Die Bühne zuerst definieren
Nur in seltenen Fällen gilt es, bei null zu beginnen. Die Kunden kommen mit Vorstellungen, Vorschlägen und Bebilderungen. Das alles muss dann der entsprechende Berater filtern und auf einen Nenner herunter brechen. Dieser wird logischerweise auch durch das vorhandene Budget vorgegeben. «Der Preis ist etwas vom Ersten, was bei einer Beratung angesprochen werden sollte», stellt Krummenacher klar. Es nütze nichts, dem Kunden als Erstes mit exklusiven Produkten den Mund wässrig zu machen, die er sich dann letztlich gar nicht leisten könnte. «Zurückstufen ist immer schwerer als aufstocken.» Diese Weisheit gilt im Übrigen für den ganzen Bau. «Leider denkt man an die Bodenbeläge oftmals erst am Schluss, wenn sowohl die Küche als auch die Sanitäranlagen bereits definiert sind», bemängelt der CEO. Dieses Vorgehen sei in zweierlei Hinsicht falsch. Einerseits verbleibe dann für diese Sparte nur noch ein Restbudget, mit dem es auszukommen gilt und das oftmals nicht mehr viel Spielraum zulässt. Und andererseits sei es auch unlogisch: «Der Boden ist doch im Grunde genommen die Bühne, auf der alles andere stattfindet. Und diese Bühne sollte schon in der ersten Phase definiert werden, damit das Restliche darauf abgestimmt werden kann.»
Zum Unternehmen
Belcolor AG Flooring nimmt in der Schweiz die Stellung des marktführenden Generalimporteurs von Bodenbelägen ein. Die Kernkompetenz besteht darin, als topaktuelles Schaufenster der Weltproduktion zu fungieren. Das Unternehmen verbinden individuelle Beratung, termingerechte Bemusterung und fachtechnische Unterstützung mit erstklassiger Logistik und vorbildlichen After-Sales-Dienstleistungen. Jedem Produktebereich und den technischen Artikeln steht ein Spezialist vor, der sein Gebiet aus dem Effeff kennt. Mit ausgewählten Partnern aus Design, Produktion und Handel wählen und finden diese das optimale Paket an Dienstleistungen.

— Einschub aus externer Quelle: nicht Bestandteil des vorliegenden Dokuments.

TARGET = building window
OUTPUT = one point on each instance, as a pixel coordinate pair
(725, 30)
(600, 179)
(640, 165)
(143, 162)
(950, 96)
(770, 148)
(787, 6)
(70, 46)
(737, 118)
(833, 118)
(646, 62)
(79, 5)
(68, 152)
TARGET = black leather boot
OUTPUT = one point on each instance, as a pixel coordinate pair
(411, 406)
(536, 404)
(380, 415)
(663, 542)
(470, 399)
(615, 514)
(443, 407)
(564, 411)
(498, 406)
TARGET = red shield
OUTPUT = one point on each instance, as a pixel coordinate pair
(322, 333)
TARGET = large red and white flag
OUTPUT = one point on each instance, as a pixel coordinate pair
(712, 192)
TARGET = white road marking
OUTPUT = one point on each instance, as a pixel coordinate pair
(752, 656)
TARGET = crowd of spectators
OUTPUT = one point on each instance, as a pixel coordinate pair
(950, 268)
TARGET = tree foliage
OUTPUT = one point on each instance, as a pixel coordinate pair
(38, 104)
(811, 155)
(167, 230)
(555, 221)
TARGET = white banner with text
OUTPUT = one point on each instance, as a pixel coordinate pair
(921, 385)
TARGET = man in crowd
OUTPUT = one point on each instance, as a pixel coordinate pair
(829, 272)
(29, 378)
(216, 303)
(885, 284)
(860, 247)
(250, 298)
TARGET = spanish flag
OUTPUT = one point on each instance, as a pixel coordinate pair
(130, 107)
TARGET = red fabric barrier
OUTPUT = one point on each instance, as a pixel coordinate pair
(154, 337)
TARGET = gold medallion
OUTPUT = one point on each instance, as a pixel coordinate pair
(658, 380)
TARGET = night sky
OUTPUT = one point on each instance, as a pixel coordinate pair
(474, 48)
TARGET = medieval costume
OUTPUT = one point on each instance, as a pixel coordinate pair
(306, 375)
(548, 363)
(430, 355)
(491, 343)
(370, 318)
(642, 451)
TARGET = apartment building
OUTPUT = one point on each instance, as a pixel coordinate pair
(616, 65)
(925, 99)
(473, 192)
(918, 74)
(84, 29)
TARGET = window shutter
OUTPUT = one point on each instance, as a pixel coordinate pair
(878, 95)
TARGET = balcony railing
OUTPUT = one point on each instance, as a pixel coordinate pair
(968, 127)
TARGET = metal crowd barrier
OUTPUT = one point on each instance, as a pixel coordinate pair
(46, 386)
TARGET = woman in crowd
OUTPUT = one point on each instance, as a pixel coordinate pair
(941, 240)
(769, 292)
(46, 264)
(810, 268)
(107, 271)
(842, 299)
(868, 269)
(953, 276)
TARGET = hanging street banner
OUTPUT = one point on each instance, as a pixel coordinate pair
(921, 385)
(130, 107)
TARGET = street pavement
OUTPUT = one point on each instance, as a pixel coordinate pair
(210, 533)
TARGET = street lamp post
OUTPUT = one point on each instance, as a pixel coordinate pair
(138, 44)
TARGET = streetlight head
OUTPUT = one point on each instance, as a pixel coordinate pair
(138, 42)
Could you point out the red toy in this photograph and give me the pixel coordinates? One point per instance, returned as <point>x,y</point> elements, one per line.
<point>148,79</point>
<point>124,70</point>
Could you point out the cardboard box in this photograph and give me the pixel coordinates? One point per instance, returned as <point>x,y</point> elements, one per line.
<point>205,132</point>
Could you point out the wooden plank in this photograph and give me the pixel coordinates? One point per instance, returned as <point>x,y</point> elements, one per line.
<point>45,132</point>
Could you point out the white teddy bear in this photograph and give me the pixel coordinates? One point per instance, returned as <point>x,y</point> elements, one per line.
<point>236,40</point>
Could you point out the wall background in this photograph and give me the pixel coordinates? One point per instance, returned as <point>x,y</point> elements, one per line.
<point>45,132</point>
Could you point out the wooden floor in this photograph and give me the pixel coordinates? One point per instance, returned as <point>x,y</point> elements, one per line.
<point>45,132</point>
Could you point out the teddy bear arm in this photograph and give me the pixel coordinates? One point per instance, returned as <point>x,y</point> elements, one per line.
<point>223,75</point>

Als Tochtergesellschaft des europaweit grössten Bodenbelagsvertriebs-Konzerns Headlam Group plc. kann das Unternehmen ein feinmaschiges Netzwerk nutzen. Um eine umfassende Qualität sicherzustellen, hat sich die Belcolor als Gesamtunternehmung in den Bereichen Handel, Bodenbelagskonzeption und Produkteentwicklung nach ISO 9001 zertifizieren lassen. Partner sind Markenhersteller und Bodenbelagshersteller, für die man als Generalimporteur den exklusiven Vertrieb in der Schweiz sicherstellt. Durch Homedecor International und Copa ist Belcolor auch international vernetzt.